Von Menelik wird berichtet, dass er einige Zeit bei seinem Vater König Salomon in Jerusalem verbrachte. König Salomon wollte, dass Menelik sein Nachfolger würde, Doch Menelik beschloss, nach Äthiopien zurück zu kehren. Zum Abschied übergab ihm sein Vater die Tafeln mit den Zehn Geboten, die Menelik nach Äthiopien brachte. Manche Forscher vermuten auch heute den Aufenthaltsort der Bundeslade in Äthiopien.

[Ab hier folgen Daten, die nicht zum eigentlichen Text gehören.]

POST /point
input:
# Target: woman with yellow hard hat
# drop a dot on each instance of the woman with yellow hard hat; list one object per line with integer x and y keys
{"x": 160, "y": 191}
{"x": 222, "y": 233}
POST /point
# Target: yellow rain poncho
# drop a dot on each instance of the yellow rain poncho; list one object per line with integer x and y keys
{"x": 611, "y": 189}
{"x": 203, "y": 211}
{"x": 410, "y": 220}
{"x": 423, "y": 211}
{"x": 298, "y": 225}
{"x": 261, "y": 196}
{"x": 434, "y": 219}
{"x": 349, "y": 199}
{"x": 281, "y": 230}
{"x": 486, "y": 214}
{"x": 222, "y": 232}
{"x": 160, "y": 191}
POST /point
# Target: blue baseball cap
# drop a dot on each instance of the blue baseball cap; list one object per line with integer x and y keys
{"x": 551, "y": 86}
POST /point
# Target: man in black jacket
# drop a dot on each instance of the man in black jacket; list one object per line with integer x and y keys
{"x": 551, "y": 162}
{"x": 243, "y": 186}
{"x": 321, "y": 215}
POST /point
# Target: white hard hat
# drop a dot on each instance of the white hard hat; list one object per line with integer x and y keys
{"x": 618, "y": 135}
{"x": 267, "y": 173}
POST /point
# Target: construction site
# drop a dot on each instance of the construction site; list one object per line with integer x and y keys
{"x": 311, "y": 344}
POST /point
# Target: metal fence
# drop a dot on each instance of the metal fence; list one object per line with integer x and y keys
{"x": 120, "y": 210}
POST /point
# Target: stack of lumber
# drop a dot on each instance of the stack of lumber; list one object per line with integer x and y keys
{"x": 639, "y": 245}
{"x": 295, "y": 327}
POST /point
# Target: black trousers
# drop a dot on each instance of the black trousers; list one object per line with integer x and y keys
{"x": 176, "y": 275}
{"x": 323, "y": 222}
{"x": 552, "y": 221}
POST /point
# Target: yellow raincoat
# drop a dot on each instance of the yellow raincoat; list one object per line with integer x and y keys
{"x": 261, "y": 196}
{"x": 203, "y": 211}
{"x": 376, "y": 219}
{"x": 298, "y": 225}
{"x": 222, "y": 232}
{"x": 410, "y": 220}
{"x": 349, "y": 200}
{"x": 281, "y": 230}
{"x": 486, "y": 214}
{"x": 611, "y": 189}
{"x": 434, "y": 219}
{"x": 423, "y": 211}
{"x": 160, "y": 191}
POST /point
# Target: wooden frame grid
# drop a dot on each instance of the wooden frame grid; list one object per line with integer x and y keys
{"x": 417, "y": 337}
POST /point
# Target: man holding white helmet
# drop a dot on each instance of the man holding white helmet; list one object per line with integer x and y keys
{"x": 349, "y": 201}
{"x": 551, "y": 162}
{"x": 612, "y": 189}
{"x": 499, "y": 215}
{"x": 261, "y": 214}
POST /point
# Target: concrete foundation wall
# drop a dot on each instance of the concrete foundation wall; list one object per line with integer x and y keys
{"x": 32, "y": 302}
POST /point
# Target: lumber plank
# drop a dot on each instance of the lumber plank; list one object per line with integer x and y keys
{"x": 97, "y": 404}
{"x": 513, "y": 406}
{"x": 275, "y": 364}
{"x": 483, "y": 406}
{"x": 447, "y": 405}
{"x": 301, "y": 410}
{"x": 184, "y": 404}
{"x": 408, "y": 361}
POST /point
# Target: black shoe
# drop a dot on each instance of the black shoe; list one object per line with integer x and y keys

Zum Schutz dieser bedeutenden Reliquie steht in jeder äthiopischen Kirche eine Replik dieser Tafeln, damit niemand weiss, welche die richtigen sind. Da'amot lag im nördlichen Äthiopien und war von arabischen Einflüssen geprägt. Aksum wurde im 1. Jahrhundert nach Christus an der Küste des Roten Meeres gegründet. Die Gründungsväter waren Seefahrer, die von den Monsunwinden bis nach Indien getragen wurden. Sie trieben Handel mit arabischen Völkern und mit dem römischen Reich. In der Spätantike entwickelte sich das Reich zu einem der bedeutendsten Königreiche der Region.